FOR RELEASE: August 13, 2002
Photographs and full-resolution images are available at: /media/images_2002-11.html
Thanks to a unique combination of international cooperation and the latest Internet technology, Gemini Observatory is now well on its way to becoming the world's first global "cyber observatory".
With funding and support from the National Science Foundation (NSF), Gemini has succeeded in blazing a new Internet pathway which will provide its globally separated twin telescopes with a reliable data transfer connection able to handle the enormous amounts of scientific information created by Gemini's sophisticated instrumentation.
This innovative link was further made possible with the support and technical assistance of Internet2, a university led networking research and development consortium; and AMPATH, a high-performance Internet "gateway" to South American research and educational networks led by Florida International University (FIU) in Miami.

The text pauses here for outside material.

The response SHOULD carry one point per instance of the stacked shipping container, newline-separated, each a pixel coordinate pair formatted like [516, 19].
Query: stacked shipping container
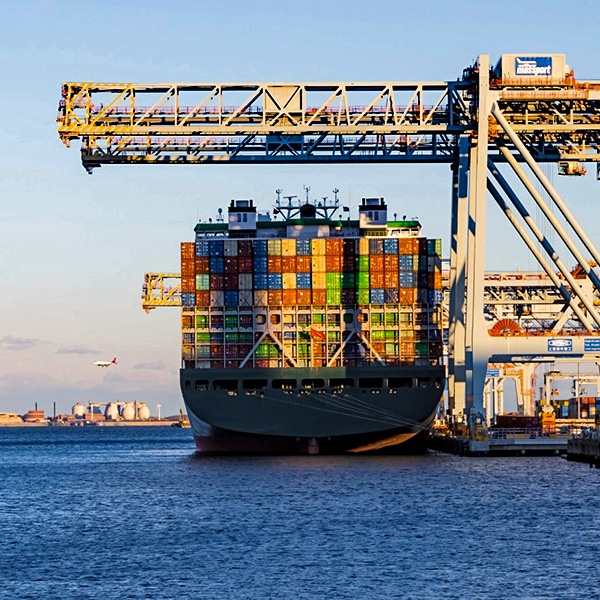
[337, 301]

"Gemini South is the first U.S. managed research program in South America to access the Internet2 network infrastructure," said Gemini Director of Operations Dr. James Kennedy, who led the Gemini initiative for establishing the new link.
"Now all we are limited by is the speed of light."
Kennedy's comments were made at the August 13, 2002 inauguration of the new link between Gemini's twin, 8-meter telescopes located on Mauna Kea, Hawai'i, and on Cerro Pachón in the Chilean Andes.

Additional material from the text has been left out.